How we perceive things has less to do with others and more to do with our own past experiences, which color our expectations. Take the story I shared in this video, for example. A project manager named Erica needs to communicate some major changes in timelines and deliverables to her team, so she brings in Joseph, the team leader, to let him know.
They leave the meeting both seemingly on the same page—there are some things changing, and the team needs to know about them. But Erica expects Joseph to let the team know that day, maybe even within the hour, while Joseph plans on telling them the following week at their regular meeting.
Why does this happen? They appear to have a mutual understanding, but does Joseph not realize the significance of the changes?
No, in fact, he knows the changes are important, but he and Erica both came to this interaction with their own pre-established viewpoints. Those viewpoints, a by-product of their own experiences, led them to have different understandings of how things should be prioritized.
So, how do we avoid this sort of inevitable difference in expectations at work? Start by communicating using these three steps to clearly share your experiences and come up with a plan that entertains everyone’s different viewpoint:
1. Identify what you want. Erica did this well when she told Joseph about the changes needed. She knew it would impact the team greatly, so she wanted them to be aware as soon as possible.
2. Communicate specifics. While she did tell him clearly about the changes that were initiated, Erica failed to tell Joseph she expected he tell the team as soon as possible.
3. Share your experience—or your “why.” Erica missed this step too. Erica wanted the team to know about the changes immediately as she knew they would greatly affect the team’s workload and schedules. She felt they should know now, so they could prepare and be ready to kick off the new responsibilities on Monday. Meanwhile, Joseph wanted to wait until the following week as he believed news of these changes would become a distraction that could possibly keep the team from meeting their Friday deadline. He wanted to wait for a fresh week, so they could finish the current week strong and without interference.
When Erica and Joseph both hear each other’s experiences and recognize where the other is coming from, they can discuss the best route for everyone and come up with a plan they both understand and support. They’ll not only feel understood, but they’ll also be empowered to develop the best strategy moving forward for the whole team.
Coming into interactions with a clear vision of what you want, specific details on how you expect it to happen, and the reason or experience behind why you want it a particular way, creates the sharp difference between clear, meaningful communication and a muddled mess of blame, tension, and disagreements.

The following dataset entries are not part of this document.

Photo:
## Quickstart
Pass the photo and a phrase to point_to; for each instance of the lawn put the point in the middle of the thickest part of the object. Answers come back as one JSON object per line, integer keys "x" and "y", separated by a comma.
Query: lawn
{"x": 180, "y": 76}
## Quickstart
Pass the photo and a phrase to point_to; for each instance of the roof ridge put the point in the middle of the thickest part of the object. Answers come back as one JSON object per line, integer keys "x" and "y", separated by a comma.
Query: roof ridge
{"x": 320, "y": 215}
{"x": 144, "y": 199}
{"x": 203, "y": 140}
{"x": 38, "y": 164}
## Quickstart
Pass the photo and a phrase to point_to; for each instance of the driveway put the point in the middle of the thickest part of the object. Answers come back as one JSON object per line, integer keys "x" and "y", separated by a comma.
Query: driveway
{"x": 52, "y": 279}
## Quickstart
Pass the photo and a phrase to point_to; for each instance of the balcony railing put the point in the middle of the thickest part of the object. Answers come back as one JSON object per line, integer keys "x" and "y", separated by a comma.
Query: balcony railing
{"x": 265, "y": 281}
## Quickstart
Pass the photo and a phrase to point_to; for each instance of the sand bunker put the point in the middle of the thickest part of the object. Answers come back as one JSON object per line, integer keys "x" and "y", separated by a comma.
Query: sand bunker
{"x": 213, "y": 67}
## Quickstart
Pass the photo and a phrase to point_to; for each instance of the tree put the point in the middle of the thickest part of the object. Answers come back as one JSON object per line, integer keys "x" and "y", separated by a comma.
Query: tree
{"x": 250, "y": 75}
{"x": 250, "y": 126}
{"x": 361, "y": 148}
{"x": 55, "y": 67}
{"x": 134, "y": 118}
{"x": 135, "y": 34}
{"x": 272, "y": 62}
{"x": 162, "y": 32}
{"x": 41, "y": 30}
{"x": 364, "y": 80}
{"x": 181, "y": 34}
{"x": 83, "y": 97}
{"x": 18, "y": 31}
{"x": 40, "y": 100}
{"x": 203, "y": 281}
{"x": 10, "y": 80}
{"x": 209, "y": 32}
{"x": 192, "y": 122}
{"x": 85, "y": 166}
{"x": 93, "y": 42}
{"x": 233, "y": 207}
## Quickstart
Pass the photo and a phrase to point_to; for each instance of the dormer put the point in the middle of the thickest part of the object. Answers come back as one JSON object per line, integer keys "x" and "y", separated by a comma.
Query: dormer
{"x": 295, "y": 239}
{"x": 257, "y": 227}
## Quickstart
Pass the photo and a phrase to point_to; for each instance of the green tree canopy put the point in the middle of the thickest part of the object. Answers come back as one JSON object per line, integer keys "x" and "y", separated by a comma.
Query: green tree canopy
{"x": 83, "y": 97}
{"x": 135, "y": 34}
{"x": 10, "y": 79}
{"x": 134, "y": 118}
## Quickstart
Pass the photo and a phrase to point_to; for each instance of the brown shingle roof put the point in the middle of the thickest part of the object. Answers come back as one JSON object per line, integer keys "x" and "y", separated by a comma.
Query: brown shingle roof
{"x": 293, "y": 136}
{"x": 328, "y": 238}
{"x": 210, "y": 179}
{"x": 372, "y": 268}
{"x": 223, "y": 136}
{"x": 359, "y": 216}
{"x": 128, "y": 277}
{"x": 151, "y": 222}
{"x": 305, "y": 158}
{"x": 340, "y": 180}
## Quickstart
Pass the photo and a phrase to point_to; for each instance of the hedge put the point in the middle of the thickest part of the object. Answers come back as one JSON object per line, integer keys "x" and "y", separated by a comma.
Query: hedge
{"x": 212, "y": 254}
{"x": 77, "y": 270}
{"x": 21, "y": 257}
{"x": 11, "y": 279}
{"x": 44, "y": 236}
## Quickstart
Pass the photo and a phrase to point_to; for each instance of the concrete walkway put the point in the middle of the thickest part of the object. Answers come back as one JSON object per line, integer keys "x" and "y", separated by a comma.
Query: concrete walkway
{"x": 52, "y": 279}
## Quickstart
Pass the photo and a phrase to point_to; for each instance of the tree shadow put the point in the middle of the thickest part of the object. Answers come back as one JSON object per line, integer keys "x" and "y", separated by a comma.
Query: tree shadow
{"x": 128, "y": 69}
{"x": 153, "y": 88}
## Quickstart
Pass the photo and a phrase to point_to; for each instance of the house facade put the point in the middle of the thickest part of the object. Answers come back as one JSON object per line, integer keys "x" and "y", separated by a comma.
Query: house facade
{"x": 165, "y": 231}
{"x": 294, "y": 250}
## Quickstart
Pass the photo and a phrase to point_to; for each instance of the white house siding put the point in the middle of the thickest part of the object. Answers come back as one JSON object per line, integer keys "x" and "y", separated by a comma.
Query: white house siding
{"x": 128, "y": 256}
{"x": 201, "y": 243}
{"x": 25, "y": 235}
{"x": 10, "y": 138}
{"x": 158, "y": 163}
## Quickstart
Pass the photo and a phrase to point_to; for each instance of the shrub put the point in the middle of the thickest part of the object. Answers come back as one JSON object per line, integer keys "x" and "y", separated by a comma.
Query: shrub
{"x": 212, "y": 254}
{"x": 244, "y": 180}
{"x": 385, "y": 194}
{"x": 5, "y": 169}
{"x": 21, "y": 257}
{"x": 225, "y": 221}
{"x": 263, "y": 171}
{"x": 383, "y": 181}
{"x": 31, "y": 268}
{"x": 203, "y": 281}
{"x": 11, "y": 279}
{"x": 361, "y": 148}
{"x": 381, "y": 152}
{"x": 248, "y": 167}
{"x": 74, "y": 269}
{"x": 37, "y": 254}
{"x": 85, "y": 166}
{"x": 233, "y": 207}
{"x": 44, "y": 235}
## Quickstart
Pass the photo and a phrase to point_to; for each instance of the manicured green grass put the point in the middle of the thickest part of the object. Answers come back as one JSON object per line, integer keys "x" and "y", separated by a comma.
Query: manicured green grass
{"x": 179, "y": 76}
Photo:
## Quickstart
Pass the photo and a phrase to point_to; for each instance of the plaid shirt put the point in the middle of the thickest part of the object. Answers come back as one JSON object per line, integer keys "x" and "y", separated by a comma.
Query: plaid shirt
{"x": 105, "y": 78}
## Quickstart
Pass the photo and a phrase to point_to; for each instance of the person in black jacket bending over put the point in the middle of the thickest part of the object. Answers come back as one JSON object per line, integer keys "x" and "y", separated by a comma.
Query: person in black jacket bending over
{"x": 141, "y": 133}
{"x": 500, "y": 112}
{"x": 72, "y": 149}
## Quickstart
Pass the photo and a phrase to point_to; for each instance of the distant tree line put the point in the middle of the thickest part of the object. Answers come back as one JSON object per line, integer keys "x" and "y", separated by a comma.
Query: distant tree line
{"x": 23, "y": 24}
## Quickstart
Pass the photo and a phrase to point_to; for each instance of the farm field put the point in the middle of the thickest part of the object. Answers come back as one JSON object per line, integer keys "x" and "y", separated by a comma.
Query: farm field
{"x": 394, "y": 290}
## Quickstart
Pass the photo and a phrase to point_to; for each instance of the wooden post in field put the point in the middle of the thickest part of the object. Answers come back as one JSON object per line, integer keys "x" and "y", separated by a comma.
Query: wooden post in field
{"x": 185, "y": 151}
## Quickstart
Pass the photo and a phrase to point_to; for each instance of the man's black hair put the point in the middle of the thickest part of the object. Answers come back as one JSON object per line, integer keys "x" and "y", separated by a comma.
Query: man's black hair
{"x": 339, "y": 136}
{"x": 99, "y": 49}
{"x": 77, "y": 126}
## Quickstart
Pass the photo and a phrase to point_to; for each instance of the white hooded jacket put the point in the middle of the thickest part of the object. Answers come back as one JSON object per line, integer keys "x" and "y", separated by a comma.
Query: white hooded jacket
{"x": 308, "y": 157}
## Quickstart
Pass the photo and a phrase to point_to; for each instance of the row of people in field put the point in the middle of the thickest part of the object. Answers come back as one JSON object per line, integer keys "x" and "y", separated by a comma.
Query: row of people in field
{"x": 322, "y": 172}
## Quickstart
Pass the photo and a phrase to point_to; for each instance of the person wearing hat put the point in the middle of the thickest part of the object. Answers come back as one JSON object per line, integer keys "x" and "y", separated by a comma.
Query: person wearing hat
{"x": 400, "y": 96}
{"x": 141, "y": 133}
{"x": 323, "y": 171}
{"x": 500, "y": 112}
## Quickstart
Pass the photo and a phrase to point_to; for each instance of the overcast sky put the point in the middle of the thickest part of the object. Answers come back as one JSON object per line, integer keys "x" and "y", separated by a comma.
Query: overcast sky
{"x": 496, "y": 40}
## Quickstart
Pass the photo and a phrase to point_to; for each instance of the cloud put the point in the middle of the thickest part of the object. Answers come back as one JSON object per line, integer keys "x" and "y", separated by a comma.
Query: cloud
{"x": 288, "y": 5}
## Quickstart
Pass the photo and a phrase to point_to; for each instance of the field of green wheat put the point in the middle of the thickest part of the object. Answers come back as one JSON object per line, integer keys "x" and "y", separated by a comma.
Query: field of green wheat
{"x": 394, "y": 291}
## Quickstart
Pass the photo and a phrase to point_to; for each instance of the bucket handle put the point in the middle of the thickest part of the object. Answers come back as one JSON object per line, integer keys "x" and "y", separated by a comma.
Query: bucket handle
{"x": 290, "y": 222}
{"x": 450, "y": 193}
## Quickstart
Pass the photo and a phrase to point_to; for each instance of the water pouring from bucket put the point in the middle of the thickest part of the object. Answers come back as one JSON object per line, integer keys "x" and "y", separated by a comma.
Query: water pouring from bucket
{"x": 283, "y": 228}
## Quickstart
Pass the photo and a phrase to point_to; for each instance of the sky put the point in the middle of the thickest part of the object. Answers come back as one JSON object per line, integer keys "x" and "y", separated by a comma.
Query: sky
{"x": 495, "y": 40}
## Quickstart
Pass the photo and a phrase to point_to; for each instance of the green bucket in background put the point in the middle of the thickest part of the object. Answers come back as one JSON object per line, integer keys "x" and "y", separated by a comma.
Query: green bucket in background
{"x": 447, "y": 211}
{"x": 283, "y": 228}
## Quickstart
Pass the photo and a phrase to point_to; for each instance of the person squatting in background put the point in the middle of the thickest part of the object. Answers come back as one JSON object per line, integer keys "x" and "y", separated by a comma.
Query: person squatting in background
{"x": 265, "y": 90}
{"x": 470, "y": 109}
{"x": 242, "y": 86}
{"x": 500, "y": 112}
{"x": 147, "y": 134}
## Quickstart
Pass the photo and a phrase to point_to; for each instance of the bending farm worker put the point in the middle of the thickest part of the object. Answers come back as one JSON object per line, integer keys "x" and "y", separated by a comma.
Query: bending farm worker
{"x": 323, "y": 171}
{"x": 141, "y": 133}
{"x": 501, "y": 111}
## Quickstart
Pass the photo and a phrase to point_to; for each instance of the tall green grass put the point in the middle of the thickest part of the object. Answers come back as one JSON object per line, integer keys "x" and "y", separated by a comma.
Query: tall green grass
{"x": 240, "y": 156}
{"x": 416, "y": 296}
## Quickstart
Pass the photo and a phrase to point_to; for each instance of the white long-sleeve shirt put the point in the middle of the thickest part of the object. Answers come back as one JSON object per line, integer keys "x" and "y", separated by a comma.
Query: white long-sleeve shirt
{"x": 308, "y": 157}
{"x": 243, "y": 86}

Most of us come into workplace interactions with good intentions, but the outcome becomes dissatisfactory when another party (accidentally) acts outside of our expectations. By learning to communicate thoroughly, including listening to each other’s experiences, before coming up with a course of action, you can avoid the damage of mismatched expectations. When you do this well and regularly, mistakes are minimized, your company will flourish, and your employees will be transformed into a true – and dynamic – team.